Solar cells offer a harvesting mechanism that has been applied across many orders of magnitude of scale and plant capacity, from urban power systems to spacecraft to mm-scale “smart dust” [20] stacked IC dies gestating in research labs that glean power from a top silicon layer with a micro embedded solar array that also doubles as a coarse video sensor [21]. Photoelectric conversion technology has developed enormously since Einstein won the Nobel Prize in part for explaining it a century ago, thus playing his role (to his purported later chagrin) in ushering in the dawn of quantum mechanics. They have gone through decades of laborious development, enabled through (and likewise inspiring) advances in materials, power conversion and energy storage. Indeed, they will play a major role in renewable energy, together with safe, economical nuclear power and within a few decades fusion reactors designed either by humans or the AIs that will augment us by then. The market and societal need for large-scale solar power is now clear, and has driven the technology and manufacturing into a variety of performance achievements with different form factors while lowering the cost. Thanks to Elon Musk, one notable player out of many in this field, I can now tile my roof with aesthetically-appealing solar shingles and power my Tesla electric car significantly off-grid, even with the available solar illumination up here in New England. The world is now lacking only in political will to buck economic inertia and transition to an emission-free/renewable energy basis in which the capture and harnessing of incident solar photons will be a major part.

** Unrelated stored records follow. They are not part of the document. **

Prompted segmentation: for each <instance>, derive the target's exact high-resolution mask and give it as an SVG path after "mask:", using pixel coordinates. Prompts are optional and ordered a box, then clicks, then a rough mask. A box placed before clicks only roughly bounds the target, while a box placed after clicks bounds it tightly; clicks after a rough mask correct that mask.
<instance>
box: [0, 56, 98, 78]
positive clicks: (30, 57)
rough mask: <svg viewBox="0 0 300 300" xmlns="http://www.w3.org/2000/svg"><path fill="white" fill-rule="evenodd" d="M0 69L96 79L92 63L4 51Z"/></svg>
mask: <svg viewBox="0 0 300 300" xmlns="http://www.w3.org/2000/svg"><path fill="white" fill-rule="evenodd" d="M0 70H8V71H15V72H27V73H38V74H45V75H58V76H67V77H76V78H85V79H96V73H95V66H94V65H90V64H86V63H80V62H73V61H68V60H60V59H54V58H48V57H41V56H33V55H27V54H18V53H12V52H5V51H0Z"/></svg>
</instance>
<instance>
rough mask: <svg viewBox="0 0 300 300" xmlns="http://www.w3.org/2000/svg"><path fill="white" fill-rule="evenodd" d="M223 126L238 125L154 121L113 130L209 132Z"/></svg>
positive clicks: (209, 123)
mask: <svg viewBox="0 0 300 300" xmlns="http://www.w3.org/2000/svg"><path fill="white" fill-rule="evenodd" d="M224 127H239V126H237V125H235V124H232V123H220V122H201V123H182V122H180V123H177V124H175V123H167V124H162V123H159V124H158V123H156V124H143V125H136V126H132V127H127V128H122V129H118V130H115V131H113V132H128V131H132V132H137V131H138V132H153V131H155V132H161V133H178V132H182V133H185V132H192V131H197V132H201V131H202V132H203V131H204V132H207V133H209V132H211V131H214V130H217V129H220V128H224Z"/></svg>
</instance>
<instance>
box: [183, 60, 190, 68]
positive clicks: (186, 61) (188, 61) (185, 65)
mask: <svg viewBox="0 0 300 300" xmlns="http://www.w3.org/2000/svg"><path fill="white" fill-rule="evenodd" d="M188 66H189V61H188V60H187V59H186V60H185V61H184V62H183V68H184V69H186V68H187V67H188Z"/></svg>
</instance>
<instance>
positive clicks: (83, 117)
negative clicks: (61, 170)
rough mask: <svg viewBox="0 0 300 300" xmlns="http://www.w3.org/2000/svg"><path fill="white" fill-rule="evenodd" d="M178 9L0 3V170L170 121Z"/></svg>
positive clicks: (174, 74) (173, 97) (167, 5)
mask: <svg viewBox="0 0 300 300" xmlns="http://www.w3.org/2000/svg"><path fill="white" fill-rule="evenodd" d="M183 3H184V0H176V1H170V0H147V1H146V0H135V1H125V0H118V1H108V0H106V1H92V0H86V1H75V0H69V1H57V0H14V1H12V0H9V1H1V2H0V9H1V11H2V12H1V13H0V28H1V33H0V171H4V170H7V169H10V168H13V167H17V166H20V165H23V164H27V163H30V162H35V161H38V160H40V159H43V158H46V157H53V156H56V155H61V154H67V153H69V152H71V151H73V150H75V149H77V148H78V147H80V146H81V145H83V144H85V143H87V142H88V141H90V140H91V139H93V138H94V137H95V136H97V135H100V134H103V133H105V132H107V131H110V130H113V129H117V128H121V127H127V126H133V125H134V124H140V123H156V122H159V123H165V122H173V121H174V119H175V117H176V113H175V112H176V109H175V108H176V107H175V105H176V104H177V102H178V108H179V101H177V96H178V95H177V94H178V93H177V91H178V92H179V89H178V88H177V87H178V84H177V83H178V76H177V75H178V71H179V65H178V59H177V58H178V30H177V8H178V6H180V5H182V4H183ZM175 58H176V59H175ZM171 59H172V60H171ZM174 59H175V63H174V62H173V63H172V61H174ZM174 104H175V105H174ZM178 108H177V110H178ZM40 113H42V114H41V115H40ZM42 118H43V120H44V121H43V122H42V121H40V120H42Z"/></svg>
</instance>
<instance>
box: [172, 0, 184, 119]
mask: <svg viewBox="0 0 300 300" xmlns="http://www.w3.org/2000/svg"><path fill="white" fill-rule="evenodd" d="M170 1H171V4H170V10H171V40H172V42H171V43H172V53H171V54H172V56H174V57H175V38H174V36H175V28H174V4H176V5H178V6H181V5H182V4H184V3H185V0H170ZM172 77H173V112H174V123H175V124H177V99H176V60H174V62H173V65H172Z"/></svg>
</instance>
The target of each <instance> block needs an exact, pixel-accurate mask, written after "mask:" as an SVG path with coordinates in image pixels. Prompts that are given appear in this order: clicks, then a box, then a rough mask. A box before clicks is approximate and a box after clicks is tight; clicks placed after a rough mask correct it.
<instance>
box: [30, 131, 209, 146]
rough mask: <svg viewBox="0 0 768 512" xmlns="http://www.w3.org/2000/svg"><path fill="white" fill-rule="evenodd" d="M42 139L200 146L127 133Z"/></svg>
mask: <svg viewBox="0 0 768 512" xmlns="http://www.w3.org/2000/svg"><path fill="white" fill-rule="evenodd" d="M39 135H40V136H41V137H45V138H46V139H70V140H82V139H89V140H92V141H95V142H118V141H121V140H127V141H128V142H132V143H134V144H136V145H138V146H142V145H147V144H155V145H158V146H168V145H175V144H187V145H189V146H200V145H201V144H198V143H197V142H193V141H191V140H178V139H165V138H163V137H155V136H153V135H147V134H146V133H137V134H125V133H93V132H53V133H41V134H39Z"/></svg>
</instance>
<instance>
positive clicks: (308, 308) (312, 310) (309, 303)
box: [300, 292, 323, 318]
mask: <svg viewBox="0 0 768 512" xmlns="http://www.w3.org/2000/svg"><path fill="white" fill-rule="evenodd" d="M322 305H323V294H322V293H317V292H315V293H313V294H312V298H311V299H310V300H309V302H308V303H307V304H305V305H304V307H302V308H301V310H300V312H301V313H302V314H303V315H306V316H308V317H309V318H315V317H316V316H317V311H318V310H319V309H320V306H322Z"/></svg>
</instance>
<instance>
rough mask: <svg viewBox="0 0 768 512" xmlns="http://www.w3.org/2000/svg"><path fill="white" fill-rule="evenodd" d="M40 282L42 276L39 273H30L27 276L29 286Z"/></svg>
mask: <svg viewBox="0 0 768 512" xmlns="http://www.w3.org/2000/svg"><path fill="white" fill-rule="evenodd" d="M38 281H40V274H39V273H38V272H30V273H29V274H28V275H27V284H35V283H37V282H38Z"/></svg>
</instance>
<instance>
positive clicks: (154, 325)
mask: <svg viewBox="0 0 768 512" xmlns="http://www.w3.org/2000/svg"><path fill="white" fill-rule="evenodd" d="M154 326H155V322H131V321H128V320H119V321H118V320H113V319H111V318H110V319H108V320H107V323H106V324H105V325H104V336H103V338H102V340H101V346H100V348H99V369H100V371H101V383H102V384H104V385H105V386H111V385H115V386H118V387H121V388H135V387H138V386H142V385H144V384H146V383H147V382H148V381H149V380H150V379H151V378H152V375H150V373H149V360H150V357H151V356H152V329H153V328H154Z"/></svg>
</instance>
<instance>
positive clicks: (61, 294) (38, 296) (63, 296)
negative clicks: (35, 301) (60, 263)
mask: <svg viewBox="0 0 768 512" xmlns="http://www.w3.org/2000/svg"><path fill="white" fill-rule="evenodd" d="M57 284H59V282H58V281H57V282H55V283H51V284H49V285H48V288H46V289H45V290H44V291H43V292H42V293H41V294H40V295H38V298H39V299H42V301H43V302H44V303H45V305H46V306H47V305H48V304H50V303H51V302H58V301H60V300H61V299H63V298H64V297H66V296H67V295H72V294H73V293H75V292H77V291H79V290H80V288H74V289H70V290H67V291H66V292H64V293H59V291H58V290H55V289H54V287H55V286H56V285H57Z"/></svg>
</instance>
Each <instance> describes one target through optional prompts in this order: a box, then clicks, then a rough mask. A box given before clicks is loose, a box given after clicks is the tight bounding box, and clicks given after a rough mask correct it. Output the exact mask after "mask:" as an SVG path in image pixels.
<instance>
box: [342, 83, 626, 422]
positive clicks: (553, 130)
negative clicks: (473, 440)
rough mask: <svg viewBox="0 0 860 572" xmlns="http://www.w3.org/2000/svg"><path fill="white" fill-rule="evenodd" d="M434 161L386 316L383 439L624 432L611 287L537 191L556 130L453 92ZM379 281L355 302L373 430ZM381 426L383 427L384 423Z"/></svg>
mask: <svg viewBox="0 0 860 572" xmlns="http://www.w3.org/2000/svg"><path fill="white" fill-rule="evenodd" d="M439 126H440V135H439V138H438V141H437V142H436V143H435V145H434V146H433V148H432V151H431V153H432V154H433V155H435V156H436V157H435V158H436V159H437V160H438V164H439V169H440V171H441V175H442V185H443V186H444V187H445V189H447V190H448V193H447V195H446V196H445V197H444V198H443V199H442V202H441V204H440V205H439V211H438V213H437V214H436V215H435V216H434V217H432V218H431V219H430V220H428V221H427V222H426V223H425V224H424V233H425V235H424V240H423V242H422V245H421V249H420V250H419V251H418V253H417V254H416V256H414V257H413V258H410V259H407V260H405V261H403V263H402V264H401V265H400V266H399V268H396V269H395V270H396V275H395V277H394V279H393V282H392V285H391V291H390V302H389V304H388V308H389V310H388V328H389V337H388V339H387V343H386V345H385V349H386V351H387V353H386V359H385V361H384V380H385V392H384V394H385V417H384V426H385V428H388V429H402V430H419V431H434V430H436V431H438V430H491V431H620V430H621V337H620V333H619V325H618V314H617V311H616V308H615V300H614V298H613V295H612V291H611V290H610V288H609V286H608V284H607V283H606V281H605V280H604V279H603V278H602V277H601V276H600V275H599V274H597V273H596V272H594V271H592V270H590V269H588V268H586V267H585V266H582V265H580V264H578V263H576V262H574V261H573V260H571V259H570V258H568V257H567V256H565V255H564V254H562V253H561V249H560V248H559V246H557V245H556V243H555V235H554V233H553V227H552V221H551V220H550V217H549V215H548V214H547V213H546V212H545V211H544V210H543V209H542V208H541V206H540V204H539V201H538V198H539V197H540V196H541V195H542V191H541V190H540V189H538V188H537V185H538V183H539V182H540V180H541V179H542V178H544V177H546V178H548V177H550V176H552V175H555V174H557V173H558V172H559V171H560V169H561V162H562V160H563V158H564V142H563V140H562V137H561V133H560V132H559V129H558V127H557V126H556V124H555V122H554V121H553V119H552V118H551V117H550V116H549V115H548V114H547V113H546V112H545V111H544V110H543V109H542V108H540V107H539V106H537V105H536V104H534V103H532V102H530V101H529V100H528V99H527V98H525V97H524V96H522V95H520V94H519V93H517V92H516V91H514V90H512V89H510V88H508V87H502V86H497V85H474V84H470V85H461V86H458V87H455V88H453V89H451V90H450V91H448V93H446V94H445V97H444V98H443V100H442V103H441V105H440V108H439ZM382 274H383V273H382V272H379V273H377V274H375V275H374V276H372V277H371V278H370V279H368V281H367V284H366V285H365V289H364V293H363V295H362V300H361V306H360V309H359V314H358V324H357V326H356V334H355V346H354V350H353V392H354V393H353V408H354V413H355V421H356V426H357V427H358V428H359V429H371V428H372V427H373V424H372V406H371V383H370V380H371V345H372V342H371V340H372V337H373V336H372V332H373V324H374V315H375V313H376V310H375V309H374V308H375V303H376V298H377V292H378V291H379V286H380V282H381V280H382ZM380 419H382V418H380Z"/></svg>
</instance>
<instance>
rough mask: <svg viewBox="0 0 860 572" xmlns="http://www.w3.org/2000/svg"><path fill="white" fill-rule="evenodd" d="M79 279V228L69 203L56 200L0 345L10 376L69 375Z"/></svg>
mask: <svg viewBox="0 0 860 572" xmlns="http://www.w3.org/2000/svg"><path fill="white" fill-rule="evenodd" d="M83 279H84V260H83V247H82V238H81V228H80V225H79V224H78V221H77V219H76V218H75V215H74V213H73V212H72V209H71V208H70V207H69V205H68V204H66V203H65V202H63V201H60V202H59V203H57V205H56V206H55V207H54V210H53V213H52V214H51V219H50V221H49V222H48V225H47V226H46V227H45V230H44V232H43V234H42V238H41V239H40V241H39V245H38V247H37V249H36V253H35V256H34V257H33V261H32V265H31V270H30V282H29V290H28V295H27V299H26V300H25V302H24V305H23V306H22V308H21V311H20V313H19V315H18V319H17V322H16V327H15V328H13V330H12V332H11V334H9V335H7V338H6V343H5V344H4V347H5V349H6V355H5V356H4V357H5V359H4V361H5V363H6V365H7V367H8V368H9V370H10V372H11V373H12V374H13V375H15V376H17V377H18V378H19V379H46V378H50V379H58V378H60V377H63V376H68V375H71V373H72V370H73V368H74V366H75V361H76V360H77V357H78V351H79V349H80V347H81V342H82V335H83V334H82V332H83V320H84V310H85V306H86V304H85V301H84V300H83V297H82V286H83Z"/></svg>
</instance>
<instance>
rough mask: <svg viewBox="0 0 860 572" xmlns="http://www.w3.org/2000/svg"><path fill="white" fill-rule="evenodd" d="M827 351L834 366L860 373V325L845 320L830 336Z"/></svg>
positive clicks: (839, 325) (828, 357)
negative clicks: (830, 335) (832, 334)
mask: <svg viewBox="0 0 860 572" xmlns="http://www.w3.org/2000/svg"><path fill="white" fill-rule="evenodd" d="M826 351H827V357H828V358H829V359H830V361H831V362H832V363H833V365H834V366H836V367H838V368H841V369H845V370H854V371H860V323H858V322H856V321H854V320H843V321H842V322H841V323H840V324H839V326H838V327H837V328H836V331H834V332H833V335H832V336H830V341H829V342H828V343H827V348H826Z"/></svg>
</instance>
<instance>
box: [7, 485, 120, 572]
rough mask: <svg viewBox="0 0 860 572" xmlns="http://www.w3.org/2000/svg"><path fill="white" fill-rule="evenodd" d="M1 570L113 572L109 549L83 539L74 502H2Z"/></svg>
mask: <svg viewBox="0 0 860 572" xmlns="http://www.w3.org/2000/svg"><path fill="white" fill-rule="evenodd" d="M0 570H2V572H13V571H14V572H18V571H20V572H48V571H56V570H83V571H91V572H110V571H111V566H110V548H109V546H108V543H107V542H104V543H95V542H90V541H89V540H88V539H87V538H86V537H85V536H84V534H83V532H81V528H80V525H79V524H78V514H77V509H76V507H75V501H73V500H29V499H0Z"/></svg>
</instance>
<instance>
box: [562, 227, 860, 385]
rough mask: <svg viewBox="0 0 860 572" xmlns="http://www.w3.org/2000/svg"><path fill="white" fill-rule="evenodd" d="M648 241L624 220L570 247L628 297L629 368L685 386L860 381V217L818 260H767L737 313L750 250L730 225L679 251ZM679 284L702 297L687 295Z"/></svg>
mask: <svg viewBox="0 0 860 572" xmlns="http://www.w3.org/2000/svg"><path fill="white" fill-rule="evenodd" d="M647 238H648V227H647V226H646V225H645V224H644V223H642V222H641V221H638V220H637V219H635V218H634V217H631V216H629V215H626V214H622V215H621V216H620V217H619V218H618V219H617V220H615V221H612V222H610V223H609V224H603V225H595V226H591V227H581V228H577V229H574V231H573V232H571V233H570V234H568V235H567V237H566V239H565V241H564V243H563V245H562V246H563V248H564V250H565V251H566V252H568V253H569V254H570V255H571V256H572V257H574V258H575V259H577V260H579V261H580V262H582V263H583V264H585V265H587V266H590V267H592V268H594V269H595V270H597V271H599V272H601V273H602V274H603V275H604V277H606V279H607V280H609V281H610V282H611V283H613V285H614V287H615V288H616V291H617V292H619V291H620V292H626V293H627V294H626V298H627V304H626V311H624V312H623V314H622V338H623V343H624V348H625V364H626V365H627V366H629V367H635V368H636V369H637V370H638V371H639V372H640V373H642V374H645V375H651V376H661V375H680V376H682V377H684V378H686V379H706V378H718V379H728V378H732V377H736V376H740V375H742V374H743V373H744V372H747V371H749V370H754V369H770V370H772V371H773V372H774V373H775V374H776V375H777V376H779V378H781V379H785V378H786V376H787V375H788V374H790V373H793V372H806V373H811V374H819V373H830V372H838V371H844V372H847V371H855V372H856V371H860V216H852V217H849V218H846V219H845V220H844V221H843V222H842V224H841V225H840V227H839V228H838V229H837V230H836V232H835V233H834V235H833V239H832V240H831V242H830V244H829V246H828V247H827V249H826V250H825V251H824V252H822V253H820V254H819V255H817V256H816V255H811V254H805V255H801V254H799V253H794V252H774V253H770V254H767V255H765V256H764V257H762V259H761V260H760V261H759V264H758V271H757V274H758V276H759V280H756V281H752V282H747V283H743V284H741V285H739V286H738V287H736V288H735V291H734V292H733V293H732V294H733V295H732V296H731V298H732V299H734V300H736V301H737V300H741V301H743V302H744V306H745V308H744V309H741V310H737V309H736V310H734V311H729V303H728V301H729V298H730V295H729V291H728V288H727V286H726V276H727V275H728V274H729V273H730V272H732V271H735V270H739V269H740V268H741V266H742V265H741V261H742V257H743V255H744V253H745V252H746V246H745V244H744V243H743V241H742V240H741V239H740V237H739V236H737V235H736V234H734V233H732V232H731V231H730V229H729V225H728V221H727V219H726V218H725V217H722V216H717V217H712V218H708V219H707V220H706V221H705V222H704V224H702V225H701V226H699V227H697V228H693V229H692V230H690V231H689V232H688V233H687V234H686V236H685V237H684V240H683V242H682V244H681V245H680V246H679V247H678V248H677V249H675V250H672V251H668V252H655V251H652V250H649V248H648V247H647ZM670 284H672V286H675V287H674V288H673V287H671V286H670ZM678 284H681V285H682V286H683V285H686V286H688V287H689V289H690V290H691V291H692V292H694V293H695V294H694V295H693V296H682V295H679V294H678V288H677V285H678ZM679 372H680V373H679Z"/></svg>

That, of course, is the topic of many other books. But the broad, recent expansion of photovoltaics and associated research has also driven the lower end, making light conversion increasingly feasible for low-power embedded applications. Already as a child growing up in the 1960s, I delighted in buying the cheap selenium solar cells they used to sell at the Radio Shack (the dominant electronics component chain store in the US that enabled generations of fellow DIY-ers before it recently went out of business) and hooking them up to small motors, etc., to see them work with a little bit of daylight. With decades of subsequent improvement, solar cells became cheaper and better—certainly at the microwatt level, if you could afford the surface area for some cm’s worth of cell area, they have powered simple LCD calculators with indoor light since the 1980s, and watches have even hidden tiny solar arrays in their face—we were proud back then to show off these versions of common gadgets that never needed batteries replaced. But they stayed nichey, as in those days there wasn’t much you could do when constrained to microwatts.